No RA lead (n = 22) showed any change in CXR location pre- and post-LVAD implantation. No LV lead (n = 15) showed any radiographic changes pre- and post-LVAD implantation.
Clinical outcomes related to lead dysfunction
One RV lead was turned off (Patient #8), and 1 was revised (Patient #22) due to noncapture at maximal output. One patient (#25) with a decrease of >50% in RV sensing threshold was found to have 3-cm chronic ICD lead thrombus intraoperatively and underwent debridement and removal of ICD lead thrombus.
One RA lead was turned off due to undersensing and noncapture. One patient (#8) had a known dislodged RA lead from a right heart catheterization prior to LVAD implantation.
One LV lead (Patient #22) was turned off intraoperatively due to noncapture and 2 LV leads (Patients #13 and #32) were turned off at 1 week due to noncapture. During a 121-day device check for Patient #32, the LV lead was found to be capturing and functioning appropriately.

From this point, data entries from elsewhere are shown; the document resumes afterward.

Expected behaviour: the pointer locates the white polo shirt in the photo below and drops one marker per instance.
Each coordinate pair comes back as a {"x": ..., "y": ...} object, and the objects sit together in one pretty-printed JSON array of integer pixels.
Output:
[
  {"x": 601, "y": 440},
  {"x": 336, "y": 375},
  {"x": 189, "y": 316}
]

Predictors of RV lead dysfunction
Clinical, surgical, echocardiographic, and hemodynamic parameters of patients with >50% decrease in RV lead sensing (n = 7) were compared with those of patients without >50% decrease in RV lead sensing (n = 25) (Table 4). Mean time from lead implant to LVAD was 87.8 months (range: 1.5 to 94 months) in the patients with decreased RV lead sensing (n = 7) versus 30.4 months (range: 0.5 to 171) in patients with no decreased RV sensing (n = 25). Patients with decreased RV lead sensing >50% had lower GFR (48.7 ± 21.9 ml/min/1.73 m2 vs. 68.4 ± 22.5 ml/min/1.73 m2, respectively, p = 0.0489) and were more likely to have undergone concomitant RVAD placement (42.9% vs. 0%, respectively, p = 0.0071), concomitant tricuspid valve (TV) surgery (57.1% vs. 16%, respectively, p = 0.0469), or to have had cardiac tamponade or unplanned return to the operating room (57.1% vs. 12%, respectively, p = 0.0258). There were no significant differences in true bipolar sensing versus integrated bipolar sensing between leads that had >50% decrease in RV sensing and those that did not.
Stroke occurred in 3 patients (9%). Pump thrombosis occurred in 2 patients, 1 of whom underwent LVAD replacement within 30 days of initial implantation. A massive pulmonary embolism was found in one patient while undergoing an emergent mediastinal reexploration.
Mortality and transplantation
Of 32 patients, 13 (40.6%) died during the follow-up period (through October 2015). Nine patients (28.1%) underwent orthotopic heart transplant, 1 of whom died 3 days later. Four of 7 patients (57.1) with >50% decrease in RV lead sensing died compared with 9 of 25 patients (36.0%) patients who did not have a >50% decrease in RV lead sensing (Figure 4). Three patients (8.1%) died within 30 days post-LVAD.
In this prospective study, we evaluated lead parameters at serial time points intraoperatively during LVAD implantation to try to elucidate the mechanism of ICD lead malfunction following LVAD. We found that ICD lead parameters may change during and after LVAD implantation, and these acute changes may improve over weeks to months. Intraoperative RV sensing and HV impedance changes were not detected until after weaning of cardiopulmonary bypass, suggesting the mechanism of RV lead malfunction may be related to LV unloading and concomitant leftward septal shift.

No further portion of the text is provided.